As @Henry has commented, the P-value is computed under the null distribution $\mathsf{Binom}(n=18,\, p=1/6),$ which has $1 - P(1 \le X \le 5) = 0.1028,$ to four places. (See slide 12 in your link for the method.)

1-sum(dbinom(1:5, 18, 1/6))
[1] 0.1028261

The figure below shows the null distribution $\mathsf{Binom}(n=18,\, p = 1/6);$ the P-value is the total height of the heavy blue bars.

Answer 2

Let $X \sim \mathsf{Bin}(18, 1/6).$ Then $\mathbf{P}(X \geq 6) = 0.06526505$ (using $\mathtt{R}$).
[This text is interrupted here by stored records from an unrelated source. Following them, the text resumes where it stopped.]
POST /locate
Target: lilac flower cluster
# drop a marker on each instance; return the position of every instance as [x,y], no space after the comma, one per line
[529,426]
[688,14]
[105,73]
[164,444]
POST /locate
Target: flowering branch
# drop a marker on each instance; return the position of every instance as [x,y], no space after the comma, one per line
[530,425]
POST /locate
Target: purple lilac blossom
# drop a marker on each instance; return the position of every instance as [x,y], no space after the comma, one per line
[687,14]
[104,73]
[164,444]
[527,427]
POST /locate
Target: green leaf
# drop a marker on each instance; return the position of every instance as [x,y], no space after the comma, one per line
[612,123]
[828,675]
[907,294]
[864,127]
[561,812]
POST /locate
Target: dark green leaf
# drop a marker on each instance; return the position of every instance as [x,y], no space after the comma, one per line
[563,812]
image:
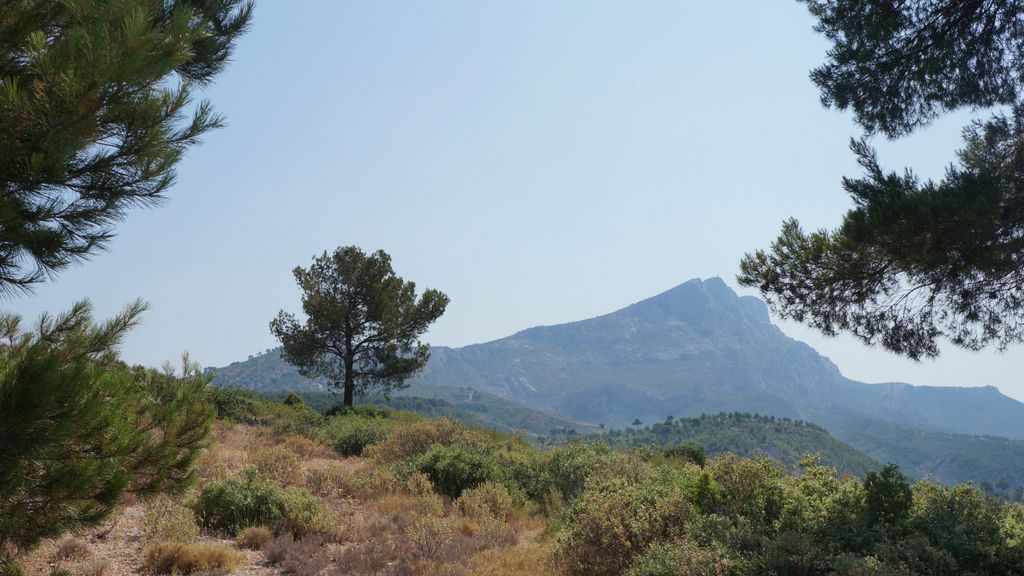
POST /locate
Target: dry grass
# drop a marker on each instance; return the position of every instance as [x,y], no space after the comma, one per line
[329,478]
[98,567]
[168,521]
[71,549]
[254,537]
[400,503]
[304,447]
[278,463]
[169,558]
[301,558]
[530,560]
Under your "null hypothesis", your dice has the same distribution as $X$ and the probability of seeing $6$ or more sixes, is about $6.5\%$, which would not be inconsistent with the "null hypothesis" if you want to set the cut-off at $5\%$. Please note that it is not very sensical to exclude zero (I don't know who suggested you to do such thing). In fact, $\mathbf{P}(X = 0) = (\dfrac{5}{6})^{18} = 0.03756104$ which is pretty large.